The Indian rupee dropped by 37 paise to 85.96 per dollar on Thursday, as the demand from importers and foreign banks weighed down, as did the rise in international crude prices. It meant that the closing price on that day was less than the previous day’s final price of 85.59.

Forex traders report that the ongoing increase in US bond yields is troubling global investors. Because the gap between Indian and US interest rates is shrinking, foreign investors are now less interested in Indian assets. As a result, many are taking their money out, placing further pressure on the rupee.
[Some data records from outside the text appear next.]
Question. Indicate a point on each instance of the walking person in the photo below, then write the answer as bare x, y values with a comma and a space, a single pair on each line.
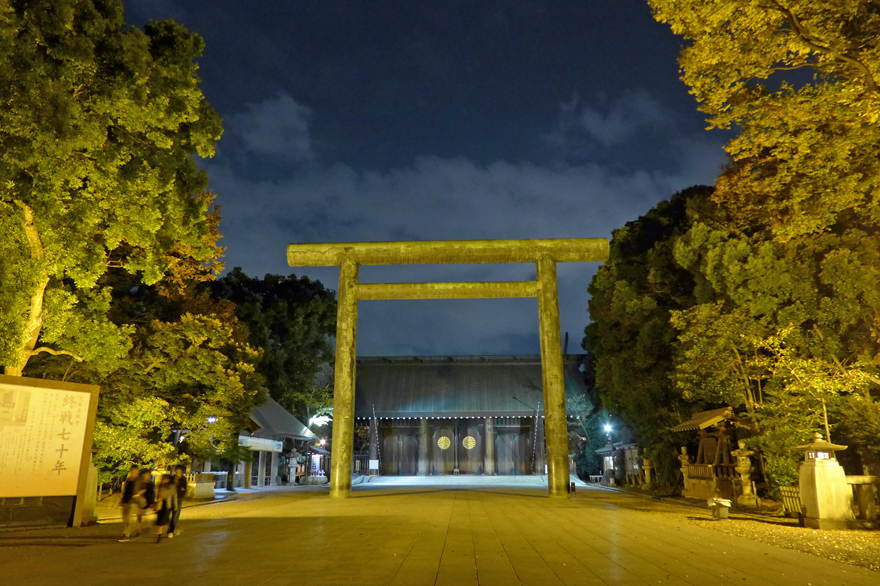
166, 502
179, 482
129, 501
145, 495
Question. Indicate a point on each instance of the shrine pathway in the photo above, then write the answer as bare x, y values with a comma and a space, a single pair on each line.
412, 534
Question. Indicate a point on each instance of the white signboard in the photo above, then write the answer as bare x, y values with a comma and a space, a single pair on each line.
260, 444
42, 434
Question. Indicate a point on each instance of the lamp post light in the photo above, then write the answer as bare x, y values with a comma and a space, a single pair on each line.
611, 441
823, 487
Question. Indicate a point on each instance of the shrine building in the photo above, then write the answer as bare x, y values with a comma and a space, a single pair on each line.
437, 415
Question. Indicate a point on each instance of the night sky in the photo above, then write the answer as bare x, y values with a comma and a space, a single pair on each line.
434, 120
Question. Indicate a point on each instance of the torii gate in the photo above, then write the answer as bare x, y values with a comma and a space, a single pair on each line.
544, 253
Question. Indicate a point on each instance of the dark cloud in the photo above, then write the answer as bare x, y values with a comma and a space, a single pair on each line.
277, 128
401, 120
442, 199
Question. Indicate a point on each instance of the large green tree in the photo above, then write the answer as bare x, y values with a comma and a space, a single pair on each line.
292, 320
99, 125
630, 339
785, 316
189, 381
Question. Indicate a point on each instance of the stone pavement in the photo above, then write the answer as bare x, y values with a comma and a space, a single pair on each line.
403, 533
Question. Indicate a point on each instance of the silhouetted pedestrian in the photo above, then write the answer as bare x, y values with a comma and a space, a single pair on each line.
166, 502
130, 488
180, 483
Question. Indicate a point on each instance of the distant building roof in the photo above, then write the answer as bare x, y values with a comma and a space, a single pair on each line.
270, 418
456, 386
705, 419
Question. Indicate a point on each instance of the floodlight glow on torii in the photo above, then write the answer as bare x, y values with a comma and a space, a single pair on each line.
544, 253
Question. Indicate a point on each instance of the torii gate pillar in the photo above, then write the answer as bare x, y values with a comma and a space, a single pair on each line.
544, 253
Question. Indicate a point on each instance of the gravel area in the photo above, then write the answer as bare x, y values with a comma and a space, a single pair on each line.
859, 547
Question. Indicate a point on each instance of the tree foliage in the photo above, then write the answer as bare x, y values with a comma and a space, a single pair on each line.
782, 320
630, 339
189, 380
98, 128
807, 149
291, 320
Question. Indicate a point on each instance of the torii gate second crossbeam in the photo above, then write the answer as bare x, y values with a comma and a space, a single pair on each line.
544, 253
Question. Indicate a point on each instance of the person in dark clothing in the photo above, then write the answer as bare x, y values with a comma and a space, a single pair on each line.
166, 502
180, 483
130, 489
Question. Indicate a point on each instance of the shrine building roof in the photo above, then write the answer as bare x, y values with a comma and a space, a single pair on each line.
271, 419
457, 386
704, 419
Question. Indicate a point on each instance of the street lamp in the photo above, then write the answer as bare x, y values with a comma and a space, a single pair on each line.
611, 441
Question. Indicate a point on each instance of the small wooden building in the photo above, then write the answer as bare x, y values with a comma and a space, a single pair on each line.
713, 472
441, 415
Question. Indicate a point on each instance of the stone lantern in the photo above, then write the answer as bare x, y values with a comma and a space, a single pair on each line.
824, 491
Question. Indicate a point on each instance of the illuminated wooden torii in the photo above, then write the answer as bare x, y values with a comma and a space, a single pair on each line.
544, 253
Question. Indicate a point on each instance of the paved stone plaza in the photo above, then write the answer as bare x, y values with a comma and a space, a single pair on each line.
450, 532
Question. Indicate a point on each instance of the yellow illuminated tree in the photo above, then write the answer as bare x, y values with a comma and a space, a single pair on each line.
98, 128
799, 79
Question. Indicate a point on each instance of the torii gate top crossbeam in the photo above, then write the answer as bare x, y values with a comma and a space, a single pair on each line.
447, 252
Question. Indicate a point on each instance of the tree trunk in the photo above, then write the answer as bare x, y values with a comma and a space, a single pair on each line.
33, 323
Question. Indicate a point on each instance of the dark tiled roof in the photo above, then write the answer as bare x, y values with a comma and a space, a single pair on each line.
272, 418
456, 386
705, 419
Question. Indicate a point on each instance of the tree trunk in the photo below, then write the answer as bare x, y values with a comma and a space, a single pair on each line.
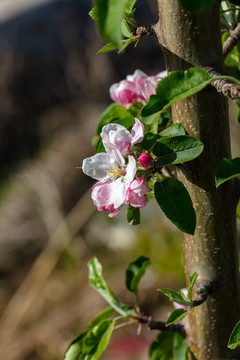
195, 40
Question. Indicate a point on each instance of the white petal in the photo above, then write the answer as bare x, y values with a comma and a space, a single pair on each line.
98, 166
137, 75
119, 189
137, 132
131, 170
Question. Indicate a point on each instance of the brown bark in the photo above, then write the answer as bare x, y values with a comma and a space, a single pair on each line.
195, 40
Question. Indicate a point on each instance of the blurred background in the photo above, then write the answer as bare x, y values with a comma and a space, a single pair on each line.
53, 88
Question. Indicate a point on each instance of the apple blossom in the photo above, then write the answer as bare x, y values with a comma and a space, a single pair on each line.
136, 87
136, 193
116, 179
145, 160
118, 141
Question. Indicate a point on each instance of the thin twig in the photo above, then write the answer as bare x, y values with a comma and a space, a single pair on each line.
204, 289
223, 86
148, 30
160, 325
231, 41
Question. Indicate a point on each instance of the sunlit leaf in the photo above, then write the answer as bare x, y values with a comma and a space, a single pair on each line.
106, 48
227, 169
176, 316
175, 297
173, 130
97, 281
174, 87
135, 272
133, 215
192, 279
103, 315
234, 340
177, 149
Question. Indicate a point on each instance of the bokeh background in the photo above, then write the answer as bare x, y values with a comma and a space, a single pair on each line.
53, 88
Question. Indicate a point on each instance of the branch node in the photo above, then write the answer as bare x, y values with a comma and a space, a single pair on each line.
231, 41
145, 30
223, 86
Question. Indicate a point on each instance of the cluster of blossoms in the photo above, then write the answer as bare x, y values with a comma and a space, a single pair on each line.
136, 88
116, 170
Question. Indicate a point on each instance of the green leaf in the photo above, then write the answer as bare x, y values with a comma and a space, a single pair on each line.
162, 349
234, 340
127, 42
177, 149
237, 102
104, 314
130, 5
192, 278
93, 13
125, 29
110, 14
148, 120
149, 140
196, 5
168, 346
74, 350
235, 2
106, 48
97, 281
175, 296
133, 215
226, 170
113, 112
173, 130
174, 87
135, 272
175, 202
176, 316
97, 339
233, 57
180, 348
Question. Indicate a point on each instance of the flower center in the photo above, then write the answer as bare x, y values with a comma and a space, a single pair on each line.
114, 173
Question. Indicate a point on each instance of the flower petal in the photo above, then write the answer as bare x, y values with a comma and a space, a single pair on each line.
130, 170
137, 132
119, 189
98, 166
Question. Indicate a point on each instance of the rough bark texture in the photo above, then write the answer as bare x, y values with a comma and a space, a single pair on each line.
194, 40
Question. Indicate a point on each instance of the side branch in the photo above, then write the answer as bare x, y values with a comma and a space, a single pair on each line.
145, 30
231, 41
160, 325
223, 86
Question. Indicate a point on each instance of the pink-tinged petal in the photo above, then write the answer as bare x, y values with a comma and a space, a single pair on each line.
136, 76
113, 212
137, 132
117, 141
145, 160
136, 193
121, 139
102, 195
130, 170
119, 189
98, 166
140, 187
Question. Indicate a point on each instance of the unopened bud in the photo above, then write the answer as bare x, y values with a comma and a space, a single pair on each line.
145, 160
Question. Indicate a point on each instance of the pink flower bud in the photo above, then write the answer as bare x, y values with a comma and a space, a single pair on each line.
145, 160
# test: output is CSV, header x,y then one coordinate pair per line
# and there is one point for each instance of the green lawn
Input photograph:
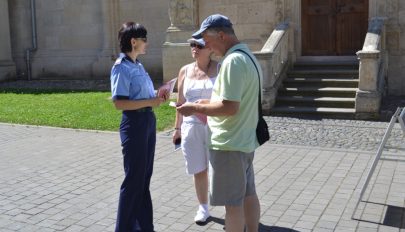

Uncertainty in the market and reduced confidence among investors are, in part, caused by rising crude oil costs because of Middle Eastern geopolitics. Investors demanding more dollars have placed more downward pressure on the local currency.
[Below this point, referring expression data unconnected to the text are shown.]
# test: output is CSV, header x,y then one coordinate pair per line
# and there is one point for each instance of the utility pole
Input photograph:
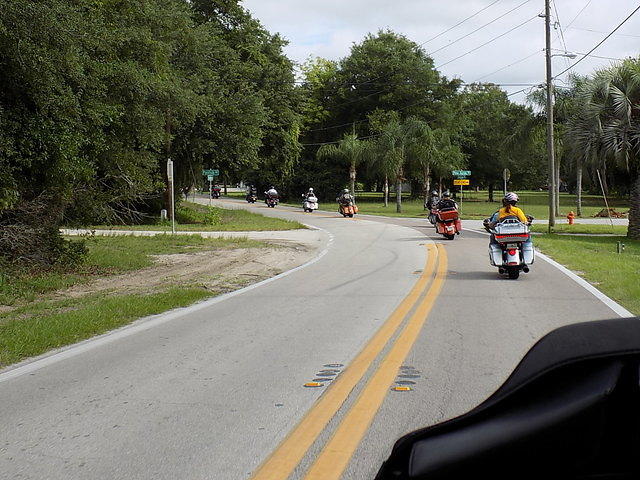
x,y
550,152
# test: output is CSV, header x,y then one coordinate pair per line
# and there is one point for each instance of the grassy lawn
x,y
582,228
595,259
33,319
196,217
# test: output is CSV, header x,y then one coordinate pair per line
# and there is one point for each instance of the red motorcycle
x,y
448,223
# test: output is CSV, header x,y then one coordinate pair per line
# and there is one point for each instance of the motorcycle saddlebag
x,y
528,252
495,255
448,215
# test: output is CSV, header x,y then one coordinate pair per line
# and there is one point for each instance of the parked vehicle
x,y
310,204
448,222
510,248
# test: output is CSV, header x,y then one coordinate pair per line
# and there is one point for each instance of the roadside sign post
x,y
210,173
171,199
461,179
506,175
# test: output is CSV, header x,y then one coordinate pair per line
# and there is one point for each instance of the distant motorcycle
x,y
310,204
512,251
348,209
447,222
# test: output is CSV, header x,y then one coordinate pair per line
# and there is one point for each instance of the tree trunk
x,y
386,191
352,178
634,210
427,184
167,146
557,185
579,188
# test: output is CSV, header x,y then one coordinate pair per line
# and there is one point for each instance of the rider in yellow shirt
x,y
509,209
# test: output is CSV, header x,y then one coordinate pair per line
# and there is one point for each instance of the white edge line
x,y
609,302
144,323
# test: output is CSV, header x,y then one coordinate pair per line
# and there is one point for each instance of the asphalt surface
x,y
212,392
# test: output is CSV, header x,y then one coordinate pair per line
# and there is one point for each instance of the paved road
x,y
217,392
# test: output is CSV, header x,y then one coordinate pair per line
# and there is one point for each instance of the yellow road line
x,y
337,453
293,448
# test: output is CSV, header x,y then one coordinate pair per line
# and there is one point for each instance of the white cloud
x,y
328,29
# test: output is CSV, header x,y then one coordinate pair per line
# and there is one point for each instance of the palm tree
x,y
350,150
607,126
399,144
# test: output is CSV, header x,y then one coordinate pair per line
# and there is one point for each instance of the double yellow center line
x,y
336,454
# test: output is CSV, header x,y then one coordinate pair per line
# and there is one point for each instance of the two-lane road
x,y
217,392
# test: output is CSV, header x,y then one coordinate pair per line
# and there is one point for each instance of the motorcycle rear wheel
x,y
514,273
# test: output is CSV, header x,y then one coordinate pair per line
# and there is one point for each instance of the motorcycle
x,y
447,222
512,251
347,209
271,201
433,216
310,204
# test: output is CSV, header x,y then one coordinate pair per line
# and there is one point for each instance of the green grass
x,y
595,259
582,228
38,322
55,324
107,256
195,217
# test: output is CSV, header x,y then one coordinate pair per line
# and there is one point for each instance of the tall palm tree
x,y
399,144
607,126
349,150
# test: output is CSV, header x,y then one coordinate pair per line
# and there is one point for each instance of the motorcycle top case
x,y
448,215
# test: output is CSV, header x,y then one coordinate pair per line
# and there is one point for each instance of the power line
x,y
578,14
487,43
507,66
479,28
600,31
599,43
459,23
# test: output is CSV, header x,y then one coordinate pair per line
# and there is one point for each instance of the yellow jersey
x,y
513,211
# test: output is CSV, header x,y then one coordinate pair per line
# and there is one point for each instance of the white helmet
x,y
511,197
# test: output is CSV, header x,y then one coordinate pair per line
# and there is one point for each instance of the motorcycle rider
x,y
446,202
433,200
345,198
508,209
309,194
271,193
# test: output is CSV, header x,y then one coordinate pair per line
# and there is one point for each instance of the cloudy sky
x,y
328,28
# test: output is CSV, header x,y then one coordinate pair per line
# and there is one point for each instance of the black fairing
x,y
570,409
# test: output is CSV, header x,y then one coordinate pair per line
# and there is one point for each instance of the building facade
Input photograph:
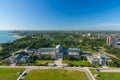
x,y
59,52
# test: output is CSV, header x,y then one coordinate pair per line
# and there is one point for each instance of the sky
x,y
60,14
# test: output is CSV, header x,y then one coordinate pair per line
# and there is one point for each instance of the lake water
x,y
6,36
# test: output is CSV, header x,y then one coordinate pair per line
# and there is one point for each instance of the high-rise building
x,y
110,40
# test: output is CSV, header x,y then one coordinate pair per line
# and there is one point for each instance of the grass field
x,y
42,62
77,63
106,75
9,73
52,74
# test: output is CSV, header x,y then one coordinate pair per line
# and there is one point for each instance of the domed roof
x,y
58,46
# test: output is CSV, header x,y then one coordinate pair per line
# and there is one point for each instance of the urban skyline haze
x,y
60,14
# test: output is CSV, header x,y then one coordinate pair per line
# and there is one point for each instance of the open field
x,y
57,74
106,75
77,63
9,73
43,62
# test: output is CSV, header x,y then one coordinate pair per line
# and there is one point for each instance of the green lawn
x,y
77,63
9,73
43,62
106,75
57,74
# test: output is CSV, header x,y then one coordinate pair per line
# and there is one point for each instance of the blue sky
x,y
60,14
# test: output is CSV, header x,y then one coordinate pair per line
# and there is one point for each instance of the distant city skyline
x,y
59,15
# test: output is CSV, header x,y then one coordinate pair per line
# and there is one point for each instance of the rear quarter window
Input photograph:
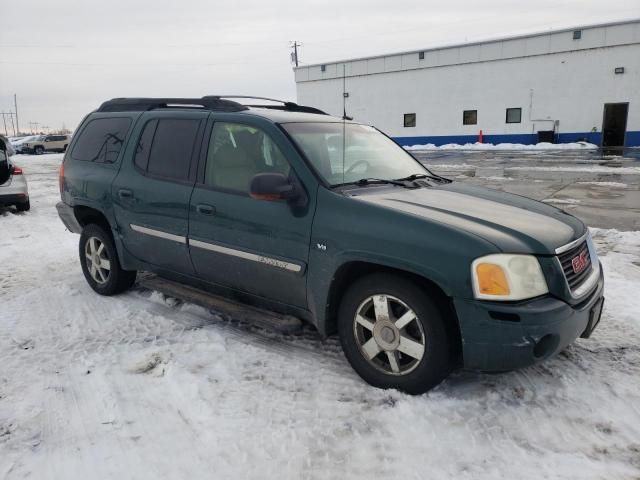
x,y
101,140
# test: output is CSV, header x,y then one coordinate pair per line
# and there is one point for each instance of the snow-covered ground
x,y
136,386
506,146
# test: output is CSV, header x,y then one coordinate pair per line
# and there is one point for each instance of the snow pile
x,y
134,386
506,146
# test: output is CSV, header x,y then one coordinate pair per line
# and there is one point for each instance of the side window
x,y
101,140
239,152
172,147
143,148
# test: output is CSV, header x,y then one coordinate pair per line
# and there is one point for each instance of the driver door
x,y
255,246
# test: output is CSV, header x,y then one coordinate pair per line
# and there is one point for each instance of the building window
x,y
514,115
470,117
409,119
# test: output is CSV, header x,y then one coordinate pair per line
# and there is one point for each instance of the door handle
x,y
205,209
The rupee opened at 85.59 in the interbank foreign exchange market and later fell to 86.11, reached an intra-day high of 85.58, and ended at 85.96. Volatility in the rupee is occurring in response to rising stress in the global financial system and rising and falling commodity prices.

At the same time, the dollar index, which looks at the dollar against six main currencies, was up 0.25 per cent to 99.80, reflecting its strong position worldwide.
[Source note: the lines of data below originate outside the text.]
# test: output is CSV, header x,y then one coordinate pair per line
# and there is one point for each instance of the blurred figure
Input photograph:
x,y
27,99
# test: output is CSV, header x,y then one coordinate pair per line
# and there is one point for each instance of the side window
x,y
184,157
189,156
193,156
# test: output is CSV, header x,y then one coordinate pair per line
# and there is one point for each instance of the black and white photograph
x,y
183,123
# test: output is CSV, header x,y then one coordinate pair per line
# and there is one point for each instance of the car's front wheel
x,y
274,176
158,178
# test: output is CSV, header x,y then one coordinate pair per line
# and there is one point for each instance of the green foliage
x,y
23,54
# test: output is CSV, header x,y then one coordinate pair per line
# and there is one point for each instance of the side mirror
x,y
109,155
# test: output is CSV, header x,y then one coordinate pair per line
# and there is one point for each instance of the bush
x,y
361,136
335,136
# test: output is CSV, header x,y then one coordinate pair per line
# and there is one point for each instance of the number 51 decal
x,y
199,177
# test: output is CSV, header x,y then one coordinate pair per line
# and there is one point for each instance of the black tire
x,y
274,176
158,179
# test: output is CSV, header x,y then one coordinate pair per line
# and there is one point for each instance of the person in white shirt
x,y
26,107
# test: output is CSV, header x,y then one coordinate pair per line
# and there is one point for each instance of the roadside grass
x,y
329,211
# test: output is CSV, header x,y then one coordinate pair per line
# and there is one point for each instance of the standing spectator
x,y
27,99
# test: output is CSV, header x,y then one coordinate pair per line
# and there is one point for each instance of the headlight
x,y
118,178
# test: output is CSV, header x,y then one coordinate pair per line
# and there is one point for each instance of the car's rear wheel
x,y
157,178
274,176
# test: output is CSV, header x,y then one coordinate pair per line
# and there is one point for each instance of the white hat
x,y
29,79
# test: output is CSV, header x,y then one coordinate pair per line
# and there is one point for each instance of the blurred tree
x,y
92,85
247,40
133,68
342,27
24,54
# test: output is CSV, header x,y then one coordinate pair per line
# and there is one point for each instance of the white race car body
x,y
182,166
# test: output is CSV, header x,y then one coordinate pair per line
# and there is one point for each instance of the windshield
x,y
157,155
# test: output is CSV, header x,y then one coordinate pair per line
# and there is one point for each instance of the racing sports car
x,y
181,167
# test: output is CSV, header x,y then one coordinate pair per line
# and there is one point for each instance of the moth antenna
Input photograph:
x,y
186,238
In oil markets, the price of Brent crude, the main oil benchmark for the world, was down 1.45 per cent at USD 63.97 per barrel. Yet, the continuing higher prices are straining India’s trade situation and adding to rising inflation.

At the end of trading today, the BSE Sensex dropped 644.64 points (0.79%) to finish at 80,951.99, and the NSE Nifty fell 203.75 points (0.82%) to 24,609.70. The good news is that foreign institutional investors bought Rs 2,201.79 crore of equities yesterday.